Within moments of opening the video, my eyes were filled with tears.
What I saw was a compilation of videos from years past, set to an instrumental violin background.
But what really got me was the parts of the old videos that were included. Most of the clips weren’t from the “main event” on the original video. It was the little candid moments happening around me, while I was recording. Little high pitched voices, and squeals, random hugs and kisses, bits of personalities and traits that have long since been outgrown. A thumb-sucker lounging on the couch, a diapered toddler running around, a little mama rocking her baby doll. Moments that live in the back of my mind, but are tucked away in my memory.
This video. Ohhh, this video.
While I was recording my (at the time) six year old daughter preparing to do a crazy jump in the pool, my then three year old runs into the frame with a voice so high, dripping wet in her bathing suit, blonde curls everywhere, and jogs my memory. The little girl with the big personality who ran the roost. It feels like a lifetime ago.
Because it was. We have since added three more children to our family.
And the video knew that too.
Little faces and giggles, rough housing, snuggling, and playing with each other in a mess of a house – toys everywhere, a pack of diapers on the coffee table. Babies scooting for the first time, a blooming softball player practicing in the backyard, Jenga in front of the Christmas tree. Video of 4 big sisters finding out there would be another baby. Christmas morning. So many little snippets of life that had been tucked away.
It got me thinking.
For some reason.
On that fateful day, when my body is tired, and I meet the Lord, if He asks me what mattered in my life, what was my greatest joy while I walked on this earth, this – THIS video, these memories, these precious souls that He allowed me to grow and delivery and nurture and love, THIS will be what I tell Him – Thank you Lord, for letting me be their Mama.
And I will beg Him to let me watch the video HE makes, of all of the mundane, all of the insignificant moments, all the days when I felt so exhausted but with a cup so full, I will BEG Him to let me see it again. I will beg to feel the moments again, I will beg to see their precious newborn faces once more. To hear their cries for the first time, to see their bodies relax as they nurse for the first time, to see their siblings faces as they meet for the first time.
I will ask Him, on my knees, please Lord, let me see their firsts all over, and their seconds and thirds. Their successes and victories and gold medals. Their struggles. Their every days. Let me hear about their day at school, their friends, what they had for lunch. Let me hear it all again.
Let me hold them again. Let me feel the weight of their little bodies on mine. Let me hear their voices – their coos, their first words, their mamamas, and dadadas. Please Lord let me feel it all again.
Let me see their daddy’s face as he holds his first baby, terrified of the future, and then his sixth, with confidence and ease.

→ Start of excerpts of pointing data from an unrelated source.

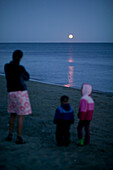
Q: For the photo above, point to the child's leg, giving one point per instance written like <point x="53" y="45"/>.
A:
<point x="11" y="122"/>
<point x="20" y="125"/>
<point x="87" y="132"/>
<point x="67" y="135"/>
<point x="11" y="126"/>
<point x="59" y="136"/>
<point x="79" y="131"/>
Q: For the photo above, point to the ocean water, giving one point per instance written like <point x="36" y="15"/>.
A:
<point x="66" y="64"/>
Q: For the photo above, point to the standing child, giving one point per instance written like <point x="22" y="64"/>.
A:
<point x="85" y="114"/>
<point x="63" y="119"/>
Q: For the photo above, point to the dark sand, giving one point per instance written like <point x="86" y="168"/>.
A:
<point x="40" y="152"/>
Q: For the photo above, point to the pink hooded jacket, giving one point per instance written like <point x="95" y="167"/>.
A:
<point x="86" y="103"/>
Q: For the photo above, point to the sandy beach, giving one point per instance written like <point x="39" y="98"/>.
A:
<point x="40" y="152"/>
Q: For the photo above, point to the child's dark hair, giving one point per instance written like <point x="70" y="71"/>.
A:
<point x="64" y="98"/>
<point x="17" y="54"/>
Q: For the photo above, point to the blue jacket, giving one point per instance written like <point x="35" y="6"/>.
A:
<point x="15" y="76"/>
<point x="64" y="113"/>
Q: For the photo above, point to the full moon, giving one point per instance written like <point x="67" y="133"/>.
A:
<point x="70" y="36"/>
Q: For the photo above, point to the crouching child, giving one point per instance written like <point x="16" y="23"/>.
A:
<point x="63" y="119"/>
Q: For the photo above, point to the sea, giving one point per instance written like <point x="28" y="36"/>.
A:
<point x="65" y="64"/>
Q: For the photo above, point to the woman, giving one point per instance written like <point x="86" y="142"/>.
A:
<point x="18" y="99"/>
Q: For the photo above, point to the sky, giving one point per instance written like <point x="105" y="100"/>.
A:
<point x="53" y="20"/>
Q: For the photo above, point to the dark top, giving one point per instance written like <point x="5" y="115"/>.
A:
<point x="64" y="113"/>
<point x="15" y="76"/>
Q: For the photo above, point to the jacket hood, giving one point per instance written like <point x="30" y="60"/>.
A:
<point x="87" y="89"/>
<point x="66" y="106"/>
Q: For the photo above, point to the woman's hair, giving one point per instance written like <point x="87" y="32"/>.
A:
<point x="64" y="98"/>
<point x="17" y="55"/>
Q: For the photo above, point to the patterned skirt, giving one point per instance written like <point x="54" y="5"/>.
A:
<point x="19" y="103"/>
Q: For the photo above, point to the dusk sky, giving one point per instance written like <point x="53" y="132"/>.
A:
<point x="54" y="20"/>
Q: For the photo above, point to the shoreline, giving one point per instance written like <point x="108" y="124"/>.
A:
<point x="41" y="151"/>
<point x="76" y="88"/>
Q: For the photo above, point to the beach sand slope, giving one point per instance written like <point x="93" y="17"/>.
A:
<point x="40" y="152"/>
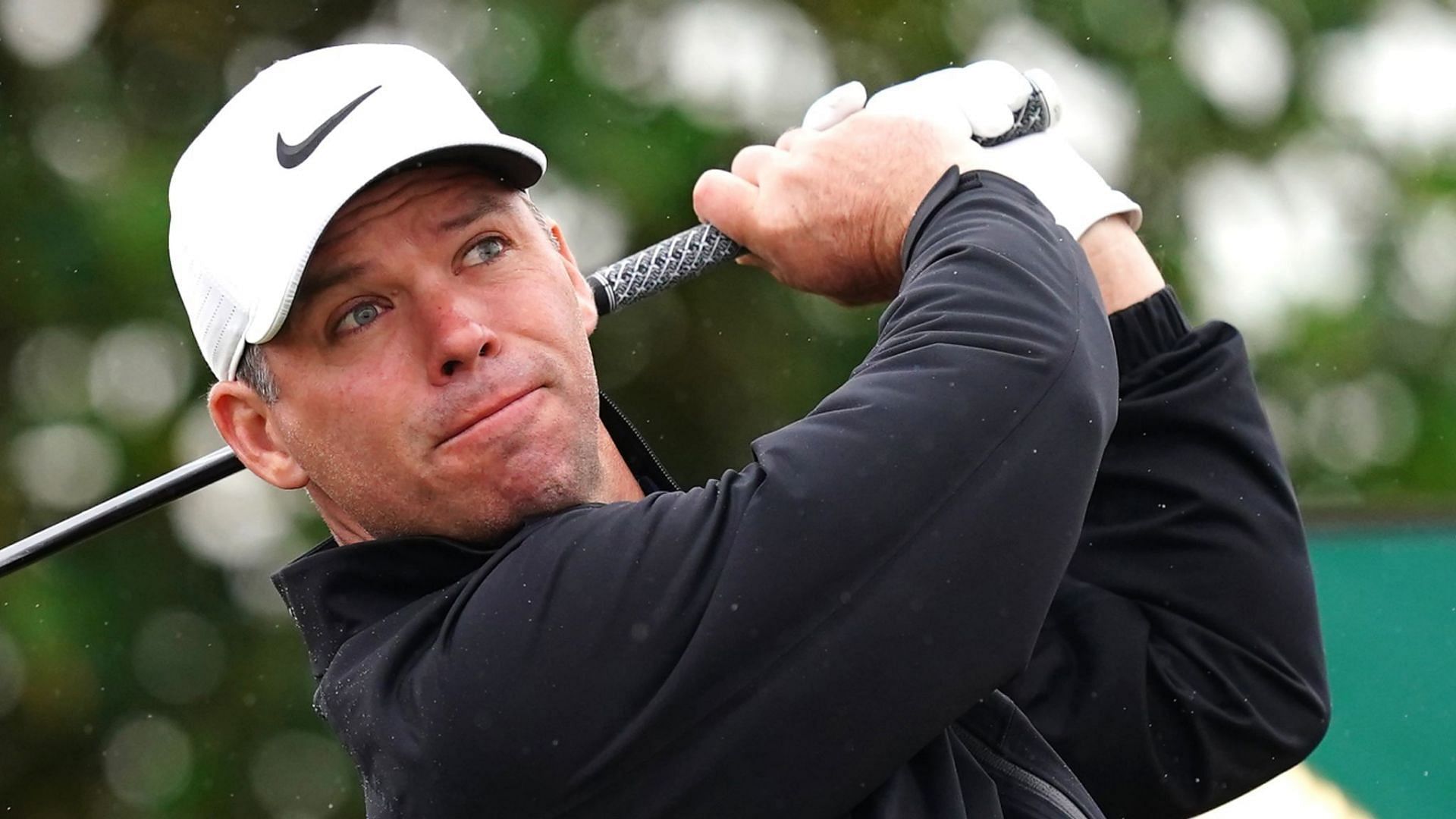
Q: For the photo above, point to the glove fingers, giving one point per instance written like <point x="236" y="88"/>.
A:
<point x="996" y="80"/>
<point x="832" y="108"/>
<point x="987" y="118"/>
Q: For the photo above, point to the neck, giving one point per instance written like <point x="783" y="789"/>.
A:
<point x="618" y="482"/>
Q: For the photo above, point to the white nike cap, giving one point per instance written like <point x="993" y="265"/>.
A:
<point x="259" y="184"/>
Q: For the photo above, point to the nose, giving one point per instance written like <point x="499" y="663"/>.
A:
<point x="460" y="340"/>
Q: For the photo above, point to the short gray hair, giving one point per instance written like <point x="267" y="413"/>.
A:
<point x="254" y="371"/>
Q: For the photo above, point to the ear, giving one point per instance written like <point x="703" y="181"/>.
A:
<point x="248" y="425"/>
<point x="585" y="302"/>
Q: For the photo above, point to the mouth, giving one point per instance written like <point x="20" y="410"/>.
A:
<point x="492" y="414"/>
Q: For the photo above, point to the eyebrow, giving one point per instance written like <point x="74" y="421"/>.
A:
<point x="315" y="283"/>
<point x="482" y="206"/>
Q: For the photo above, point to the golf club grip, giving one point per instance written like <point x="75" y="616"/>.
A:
<point x="688" y="254"/>
<point x="184" y="480"/>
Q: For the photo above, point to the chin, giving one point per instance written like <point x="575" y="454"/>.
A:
<point x="526" y="483"/>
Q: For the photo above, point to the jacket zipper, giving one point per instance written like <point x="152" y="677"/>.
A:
<point x="1024" y="777"/>
<point x="641" y="442"/>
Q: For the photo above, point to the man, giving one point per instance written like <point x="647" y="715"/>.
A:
<point x="520" y="615"/>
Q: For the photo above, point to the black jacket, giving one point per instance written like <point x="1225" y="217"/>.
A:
<point x="824" y="632"/>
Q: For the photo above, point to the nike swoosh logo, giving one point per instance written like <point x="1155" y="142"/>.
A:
<point x="293" y="156"/>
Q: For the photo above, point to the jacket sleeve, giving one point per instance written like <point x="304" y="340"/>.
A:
<point x="1181" y="664"/>
<point x="780" y="642"/>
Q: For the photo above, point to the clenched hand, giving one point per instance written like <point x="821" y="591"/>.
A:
<point x="826" y="212"/>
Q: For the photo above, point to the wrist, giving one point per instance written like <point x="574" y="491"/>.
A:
<point x="1126" y="275"/>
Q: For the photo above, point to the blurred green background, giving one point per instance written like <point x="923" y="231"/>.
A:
<point x="1298" y="168"/>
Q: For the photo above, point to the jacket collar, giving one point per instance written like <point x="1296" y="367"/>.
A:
<point x="335" y="592"/>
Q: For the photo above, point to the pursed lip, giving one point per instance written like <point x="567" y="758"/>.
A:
<point x="485" y="411"/>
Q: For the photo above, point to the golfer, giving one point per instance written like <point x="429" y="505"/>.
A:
<point x="1025" y="561"/>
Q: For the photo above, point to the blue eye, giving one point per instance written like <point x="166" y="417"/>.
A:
<point x="359" y="316"/>
<point x="484" y="251"/>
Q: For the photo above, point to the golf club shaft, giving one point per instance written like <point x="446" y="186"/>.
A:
<point x="686" y="256"/>
<point x="184" y="480"/>
<point x="667" y="262"/>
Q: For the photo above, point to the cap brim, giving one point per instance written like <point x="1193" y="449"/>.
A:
<point x="513" y="165"/>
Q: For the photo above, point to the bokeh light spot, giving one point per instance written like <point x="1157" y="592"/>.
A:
<point x="1239" y="57"/>
<point x="47" y="33"/>
<point x="49" y="373"/>
<point x="147" y="761"/>
<point x="300" y="774"/>
<point x="178" y="656"/>
<point x="64" y="466"/>
<point x="139" y="373"/>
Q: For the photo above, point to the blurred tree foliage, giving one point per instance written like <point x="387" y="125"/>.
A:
<point x="89" y="640"/>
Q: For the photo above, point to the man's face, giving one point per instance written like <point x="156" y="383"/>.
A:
<point x="435" y="373"/>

Let me smell that intoxicating newborn smell. The one that made me dizzy and smile at my husband, the smile that made him know we were going to have to have just. one. more. baby.
Please Lord, let me see their toothless grins, as the excitement of the tooth fairy is just too much to bear. Let me see the pigtails and matching bows and dresses and my girls wore that just made me so. stinking. happy.
Let me remember the way I felt the day we found out after 5 girls, we would welcome our baby boy. I will remember all the blue, and “baseball shirt” my only baby boy was so obsessed with. Let me see the baths with barbies and Spiderman and splashes and bubbles.
Let me see them all blossom and grow and their faces change as they become teenagers. Teenagers who were babies but are now “bestie,” who beg for coffee and Chick-fil-a. Let me see their faces light up as they evolve into social butterflies.
Let me hold them. Let me hear them. Just one more time.
And when that day comes, when I close my eyes for the last time, and I meet the Lord, I hope that He knows, I know He gave me the greatest gifts.
I won’t think about mortgages, or the extra 10 pounds I have carried forever. I won’t think about the how messy the house was, or my to-do list I’m leaving undone.
No. I wont think about a single thing that weighed me down.
I will remember and beg to relive this life. The babies that lifted me up, the life my husband and I made. I’ll remember the years I happily devoted my body to growing babies and my life to my family.
And on the day that I die, I will thank Him for every second of it.